0kay so for my calculations of:
moles of iron present for sample #1 i got 1.117, sample#2 ig ot 1.117 and for sample#3 i got 1.117
Moles of KMnO4 present i got for sample#1 .0200,sample#2 .02,sample#3.0200
Molarity of KMnO4 solution sample#1 .6897M, SAMPLE#2 .625M,sample#3 .6987M
mean molarity and average deviation i got .0118

For the unkown:
Moles of KMnO4 present sample#1 .0089661,sample#2 .00875,sample#3 .0174
moles of iron present sample#1 .0448305,sample#2 .04375,sample#3.087
Mass of iron sample#1 2.504,sample#2 2.443,sample#3 .9718
% of iron present sample#! 786.4,sample#2 768.94,sample#3 314.3
Mean % iron present and average deviation 3.745%

This is what i have when i did trhe calculations to fill in the blanks. Not sure if they are right @matt101 could you double check these for me?

Answer 13

Hello @ash90 !

You probably didn't notice, but you posted your \(\large\sf\color{blue}{\underline{\href{ /study#/groups/chemistry}{Chemistry}}}\) question in the Biology section.
Next time when you ask a question, check if you're in the right section :)

Answer 14

I'll go through the first sample.
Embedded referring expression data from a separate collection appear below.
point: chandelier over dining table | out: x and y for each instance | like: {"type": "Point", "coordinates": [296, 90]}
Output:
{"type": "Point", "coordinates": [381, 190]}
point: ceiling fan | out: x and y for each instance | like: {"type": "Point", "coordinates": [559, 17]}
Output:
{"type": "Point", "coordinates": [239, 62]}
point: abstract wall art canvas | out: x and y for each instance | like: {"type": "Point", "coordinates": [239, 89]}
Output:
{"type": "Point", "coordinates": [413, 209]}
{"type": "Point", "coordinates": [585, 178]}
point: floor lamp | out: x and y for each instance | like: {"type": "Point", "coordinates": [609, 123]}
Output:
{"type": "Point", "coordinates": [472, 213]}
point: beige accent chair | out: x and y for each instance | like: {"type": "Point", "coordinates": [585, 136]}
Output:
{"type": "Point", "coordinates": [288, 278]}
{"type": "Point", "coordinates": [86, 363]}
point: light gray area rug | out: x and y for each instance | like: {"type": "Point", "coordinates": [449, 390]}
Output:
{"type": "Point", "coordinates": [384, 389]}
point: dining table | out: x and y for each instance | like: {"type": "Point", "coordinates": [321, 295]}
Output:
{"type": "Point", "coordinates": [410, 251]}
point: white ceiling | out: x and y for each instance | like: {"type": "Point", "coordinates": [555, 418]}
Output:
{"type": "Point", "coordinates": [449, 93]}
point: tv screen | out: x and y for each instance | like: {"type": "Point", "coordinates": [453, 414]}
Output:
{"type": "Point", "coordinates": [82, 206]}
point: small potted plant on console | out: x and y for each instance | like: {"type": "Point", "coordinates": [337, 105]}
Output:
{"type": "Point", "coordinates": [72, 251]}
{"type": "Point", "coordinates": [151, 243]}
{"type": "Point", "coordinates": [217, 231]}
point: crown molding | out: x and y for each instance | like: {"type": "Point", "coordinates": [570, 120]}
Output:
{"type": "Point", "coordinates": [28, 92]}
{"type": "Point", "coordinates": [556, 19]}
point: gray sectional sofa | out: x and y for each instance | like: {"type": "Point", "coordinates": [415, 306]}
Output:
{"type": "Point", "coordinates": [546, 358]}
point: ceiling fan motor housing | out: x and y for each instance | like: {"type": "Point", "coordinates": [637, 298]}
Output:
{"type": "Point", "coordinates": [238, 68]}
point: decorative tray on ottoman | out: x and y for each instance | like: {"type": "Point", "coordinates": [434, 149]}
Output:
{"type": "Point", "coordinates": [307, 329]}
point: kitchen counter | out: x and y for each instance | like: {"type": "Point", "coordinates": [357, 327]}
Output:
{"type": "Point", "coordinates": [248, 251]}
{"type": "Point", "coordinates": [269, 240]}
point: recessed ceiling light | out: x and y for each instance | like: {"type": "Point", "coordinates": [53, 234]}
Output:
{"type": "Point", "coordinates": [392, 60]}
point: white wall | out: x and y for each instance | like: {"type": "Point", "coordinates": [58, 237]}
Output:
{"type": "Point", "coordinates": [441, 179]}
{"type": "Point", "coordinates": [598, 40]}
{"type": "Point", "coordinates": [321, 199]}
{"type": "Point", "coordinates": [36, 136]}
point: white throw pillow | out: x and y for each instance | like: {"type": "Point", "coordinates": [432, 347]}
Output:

For the first part:

Moles of iron = moles of FAS = 1.0215 g / 392 g/mol = 2.6 x 10^(-3) mol
Moles of KMNO4 = moles of iron/5 = 2.6 x 10^(-3) mol / 5 = 5.2 x 10^(-4) mol
Molarity of KMNO4 solution = 5.2 x 10^(-4) mol / 0.029 L = 0.018 M

Repeat this for the other two samples and use the values to find the mean and standard deviation.

For the second part:

Volume of KMNO4 used was 0.013 L
Moles of KMNO4 = 0.013 L x 0.018 M = 2.34 x 10^(-4) mol
Moles of iron = moles of KMNO4 x 5 = 2.34 x 10^(-4) mol x 5 = 1.17 x 10^(-3) mol
Mass of iron = 1.17 x 10^(-3) x 56 g/mol = 0.066 g
Percent of iron present = 0.066 g / 0.3184 g = 0.207 = 20.7%

Repeat this for the other two samples and use the values to find the mean and standard deviation.

Answer 15

okay after doing it the way you showed i get for my calculations:
moles of iron present for sample #1 i got 2.6*10^-3mol, sample#2 i g ot 2.9*10^-3mol and for sample#3 i got 2.6*10^-3mol
Moles of KMnO4 present i got for sample#1 5.2*10^-4mol,sample#2 5.8*10^-4mol,sample#3 5.2*10^-4mol
Molarity of KMnO4 solution sample#1 0.018M, SAMPLE#2 0.018M,sample#3 0.018M
mean molarity and average deviation i got 0.049

For the unkown:
Moles of KMnO4 present sample#1 2.34*10^-4mol,sample#2 2.52*10^-4mol,sample#3 4.54*10^-4mol
moles of iron present sample#1 1.17*10^-3mol,sample#2 1.26*10^-3mol,sample#3 2.27*10^-3mol
Mass of iron sample#1 0.066g,sample#2 0.071g,sample#3 0.127g
% of iron present sample#! 20.7%,sample#2 22.2%,sample#3 41.1%
Mean % iron present and average deviation 0.0127%

@matt101

Answer 16

Looks good, just your means and deviations are two separate things so you should have 2 separate numbers.

Answer 17

okay and thanks so much for being patient with me. and taking the time to help me.

Answer 18

Not a problem - glad I was able to help!